Please critique: web interaction script

Started by gregben, March 22, 2005, 01:47:40 AM

Previous topic - Next topic

gregben

I'm trying to write a program in Newlisp that

runs under Sun Solaris and:



1) Makes a list of md5 signatures of all files in /usr/bin.

2) Sends sections "chunks" of the signature list to a

    special web page operated by Sun Microsystems for

    checking against a database of known-good signatures.

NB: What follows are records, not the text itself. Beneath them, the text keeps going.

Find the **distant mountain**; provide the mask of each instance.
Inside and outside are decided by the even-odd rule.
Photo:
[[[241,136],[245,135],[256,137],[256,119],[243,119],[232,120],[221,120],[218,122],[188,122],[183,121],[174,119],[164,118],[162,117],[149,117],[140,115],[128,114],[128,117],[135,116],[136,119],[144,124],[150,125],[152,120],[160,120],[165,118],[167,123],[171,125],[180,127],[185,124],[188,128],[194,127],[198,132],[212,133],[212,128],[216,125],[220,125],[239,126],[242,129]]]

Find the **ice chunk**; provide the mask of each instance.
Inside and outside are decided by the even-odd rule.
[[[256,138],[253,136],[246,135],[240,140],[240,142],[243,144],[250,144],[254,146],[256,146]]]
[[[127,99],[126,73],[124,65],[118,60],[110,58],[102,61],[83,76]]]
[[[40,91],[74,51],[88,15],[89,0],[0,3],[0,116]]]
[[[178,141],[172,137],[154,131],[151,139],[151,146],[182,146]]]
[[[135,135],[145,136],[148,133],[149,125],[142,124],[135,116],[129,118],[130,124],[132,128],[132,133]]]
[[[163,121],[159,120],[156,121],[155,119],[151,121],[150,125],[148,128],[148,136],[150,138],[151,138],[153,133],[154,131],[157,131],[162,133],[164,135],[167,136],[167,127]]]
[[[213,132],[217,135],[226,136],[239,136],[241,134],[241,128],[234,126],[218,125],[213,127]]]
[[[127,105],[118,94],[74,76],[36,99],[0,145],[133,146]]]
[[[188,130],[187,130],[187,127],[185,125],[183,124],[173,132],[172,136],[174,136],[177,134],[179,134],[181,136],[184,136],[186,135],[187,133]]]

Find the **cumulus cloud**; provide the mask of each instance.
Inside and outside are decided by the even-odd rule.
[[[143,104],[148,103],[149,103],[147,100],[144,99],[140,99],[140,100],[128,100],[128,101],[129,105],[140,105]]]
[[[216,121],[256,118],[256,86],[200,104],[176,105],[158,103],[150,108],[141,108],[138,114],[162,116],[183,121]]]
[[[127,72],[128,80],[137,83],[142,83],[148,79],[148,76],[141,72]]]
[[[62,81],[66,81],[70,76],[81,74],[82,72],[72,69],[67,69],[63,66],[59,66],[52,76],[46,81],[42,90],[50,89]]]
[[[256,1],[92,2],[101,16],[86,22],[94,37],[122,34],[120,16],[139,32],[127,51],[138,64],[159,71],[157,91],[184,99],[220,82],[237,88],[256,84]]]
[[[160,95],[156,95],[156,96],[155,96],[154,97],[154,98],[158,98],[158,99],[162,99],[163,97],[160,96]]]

3) Search the results returned by Sun for suspect file

    names, that is, those with signatures that weren't found

    in the database.



In the past I'd have written such a program in sh/bash or

perl. Here's what I've done so far using Newlisp. I'm looking

to clean the code up to improve efficiency and legibility.







#!/usr/bin/newlisp
#
# md5check
#
# Look for files in /usr/bin on the local machine that
# have md5 signatures that don't match those stored in
# the Sun Fingerprint database. This could indicate the
# file is a maliciously installed replacement for the
# genuine file supplied by Sun.

# The maximum number of md5 signatures passed to the
# Sun Fingerprint web page at one time. This is due to
# a restriction imposed by Sun on the number of lookups
# that can be done at once.

(constant 'md5s_at_once 100)

# The Sun fingerprint database URL.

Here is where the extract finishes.